Saturday, December 09, 2006

The fiction of a thinkable world - Michael Steinberg

I've just started reading this wonderful book, and it's joining many dots for me and feels like a culmination for me of a time spent processing certain intimations, which I didn't have (but have been acquiring, slowly) the apparatus to sort out and describe (memories of scribbling things about "no subject and object divide" years ago!)

I've scribbled down the following in condensation and interpretation of some of the ideas (which I may be mistransmitting so take w/ a pinch of salt)-

Instead of a subject-object divide, they are in a sense one. The borders between beings, and between them and the world is porous and subject to a process of continual mutual evolution and creation. our bodies are records of experience manifest in the world they belong to and which belongs to them; there is no thinking, conscious subject apart, in the interior recesses of the mind, which is us, which perceives and controls the rest. Our body moves before we have the conscious experience of deciding to move.

This situates us as a subject grounded in the universe; the universe forms the substance of our body, as well as encompassing it; our consciousness perceives their interactions, yet is not favourised within the relationship. The body moves, the universe moves in synch, the conscious mind perceives the adjustment; from here its attachments are equalised; we use reason to do the best we can (effective instrumentality; clever use of feedback loops of intentionality in order to best further the being to and through constructive experiences).

So we are returned to our true possibilities as mutual creators, in every new second; within equalised-out constraints of certain continuity of our bodies and of the circumstances, attended also by discontinuity, by change and evolution, and the results of feedback loops.

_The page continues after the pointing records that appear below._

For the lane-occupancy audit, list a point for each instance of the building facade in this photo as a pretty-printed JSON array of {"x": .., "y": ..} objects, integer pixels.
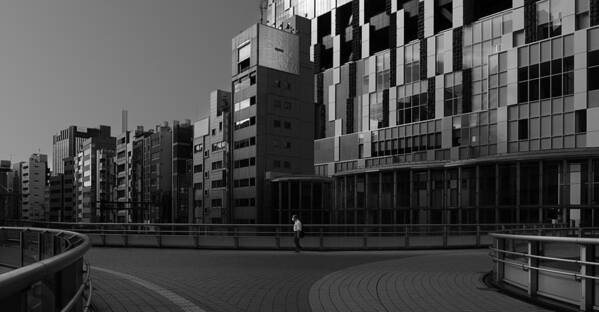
[
  {"x": 463, "y": 111},
  {"x": 182, "y": 172},
  {"x": 211, "y": 162},
  {"x": 67, "y": 143},
  {"x": 9, "y": 203},
  {"x": 272, "y": 113},
  {"x": 94, "y": 181},
  {"x": 33, "y": 180}
]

So consciousness does not encompass all our experience, nor all our choosing, nor all our thinking. Instead it is an alert arbiter and calculator assisting and adjusting. Neither do "we" confront the world as subject-object, input-output, perception-action choosers; despite that this is the prevalent experience put about by capitalism (and hence, Steinberg notes, a reason for latter's success - it doesn't propagate an ideology, but an experience). The latter leads to the iniquities we know about. Instead we have the joined-up continuum of being and creating; of movement and response in parallax play; a treasure to be recouped (and which remains in modern life perhaps only in the experience of falling in love).

In relation to this, then, capitalism is a simple endless dry cycle of commodities, power of market over life (free rein for wealthy to enrich selves), compartmentalised and isolated "user experiences";

In relation to this, spiritual training is another refinder of this experience of the primacy of the welling being within us, which is us. And it's a bath of experience feedback which allows us to know the parallax of mutual self-determination with the universe, which leaves the conscious mind again as arbiter, from an equalised-out position of dynamic truth participation.

Given our access to this experience, and to the reality it conveys; and the understanding of its usefulness and acute relevance in confronting the system/situation which substantively opposes it and which is hegemonic today, ruinously so; and also our understanding of the brittleness of the constraints which oppose me, subjectively, acting, as a micro individual, as a collection of circumstances, implanted into a material-political superstructure; in other words knowing latter are contingent and also prone to effective manipulation and moulding, by understanding how intentionality works in this context (a positive feedback); and also how perception works (self-fulfilling, in a positive feedback loop) - given this, we have an apparatus (joining our motivation) by which to work fruitfully, directedly, positively, for change.